A new form of 3D imaging of muscles has allowed researchers to "see" inside muscle and trace long cables made up of a protein called collagen. Collagen cables are one culprit behind muscular diseases and injuries, so targeting them could provide treatments.
That's according to new research from a team at UC San Diego and the Rehabilitation Institute of Chicago (RIC) led by Dr. Richard Lieber, currently Chief Scientific Officer at RIC and published in The Journal of Physiology.
Muscular conditions, whether hereditary, exercise-induced, or due to normal aging, can result in stiff, dysfunctional muscles due to changes called fibrosis. Fibrosis is a roadblock to muscle recovery, and can result in muscle pain, weakness, limited range of motion, or require surgery to treat it.

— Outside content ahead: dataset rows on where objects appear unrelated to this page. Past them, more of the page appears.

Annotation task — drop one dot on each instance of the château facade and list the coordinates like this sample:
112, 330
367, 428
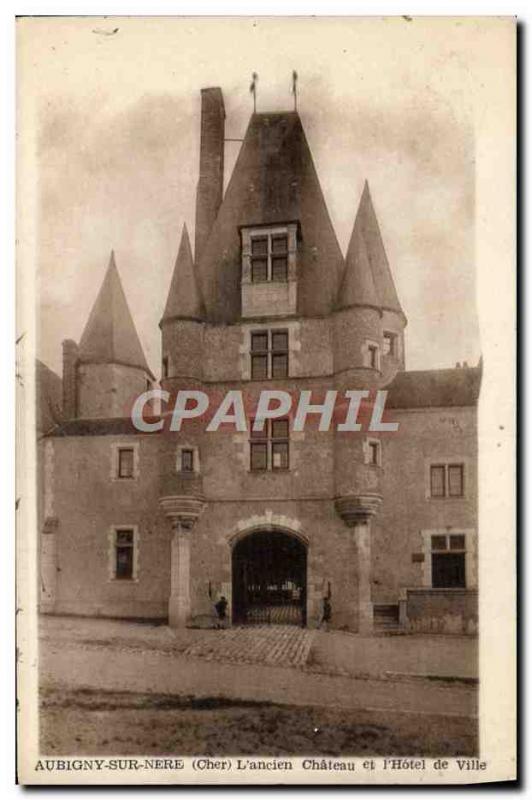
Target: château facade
161, 525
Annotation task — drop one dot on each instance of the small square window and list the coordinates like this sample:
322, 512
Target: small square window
374, 453
259, 455
269, 354
259, 342
187, 461
373, 356
438, 542
279, 455
389, 344
280, 244
437, 481
279, 429
279, 341
457, 541
124, 547
125, 462
456, 480
448, 570
259, 246
279, 268
259, 367
259, 270
279, 366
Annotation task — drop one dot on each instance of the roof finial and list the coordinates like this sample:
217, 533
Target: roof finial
253, 90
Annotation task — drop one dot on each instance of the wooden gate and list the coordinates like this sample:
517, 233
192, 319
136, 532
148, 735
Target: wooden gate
269, 579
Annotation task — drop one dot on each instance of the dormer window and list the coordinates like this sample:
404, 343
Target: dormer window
389, 344
269, 270
269, 258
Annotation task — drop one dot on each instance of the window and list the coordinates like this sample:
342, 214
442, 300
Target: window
124, 554
269, 257
447, 480
374, 454
389, 344
371, 354
269, 354
455, 474
126, 462
269, 448
187, 461
448, 556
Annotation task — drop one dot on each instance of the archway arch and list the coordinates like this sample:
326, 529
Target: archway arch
269, 577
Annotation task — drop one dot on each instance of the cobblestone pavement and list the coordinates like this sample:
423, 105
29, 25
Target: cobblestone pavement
274, 645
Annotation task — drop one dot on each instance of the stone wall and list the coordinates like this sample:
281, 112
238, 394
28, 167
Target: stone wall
451, 611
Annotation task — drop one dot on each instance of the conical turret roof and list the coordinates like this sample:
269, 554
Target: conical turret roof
184, 298
367, 279
110, 336
274, 181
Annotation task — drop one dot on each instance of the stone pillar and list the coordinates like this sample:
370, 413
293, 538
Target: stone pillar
357, 511
361, 529
183, 512
48, 566
179, 602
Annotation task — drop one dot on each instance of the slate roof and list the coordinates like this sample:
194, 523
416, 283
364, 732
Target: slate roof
114, 426
436, 387
367, 278
184, 298
274, 180
110, 336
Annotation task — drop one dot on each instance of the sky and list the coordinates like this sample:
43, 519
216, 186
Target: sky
116, 120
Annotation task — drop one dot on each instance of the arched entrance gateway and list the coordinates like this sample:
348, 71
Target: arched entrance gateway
269, 579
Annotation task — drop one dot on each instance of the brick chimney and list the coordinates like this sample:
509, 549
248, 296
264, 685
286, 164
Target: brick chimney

Researchers used a mouse model of skeletal muscle fibrosis to investigate the structure and function of collagen. They visualized collagen with conventional 2D and a newly developed method of 3D electron microscopy, mechanically measured muscle stiffness, and quantified the collagen producing cells. Dr. Allison Gillies, first author of the study, said:
"The first time we looked at the 3D imaging results we were surprised - the collagen structures that we saw did not fit the textbook definition of muscle."
Collagen had not been previously known to form long chains in muscle. Researchers had seen collagen outside muscle cells, but had not determined the level of organization that could only be visualized by 3D microscopy.
When muscles become fibrotic, the number of cables and cells that produce collagen both increase. These collagen cables and the cells that produce collagen are thus two enticing targets for treating muscle disease and injury.
Commenting on the study, senior author, Dr. Lieber said: "Reducing the amount of collagen cables or collagen producing cells in fibrotic muscle may improve muscle function and reduce pain, even obviating the need for corrective surgery."
Article: High resolution three-dimensional reconstruction of fibrotic skeletal muscle extracellular matrix, Allison R. Gillies, Mark A. Chapman, Eric A. Bushong, Thomas J. Deerinck, Mark H. Ellisman, Richard L. Lieber, The Journal of Physiology, doi: 10.1113/JP273376, published online 16 November 2016.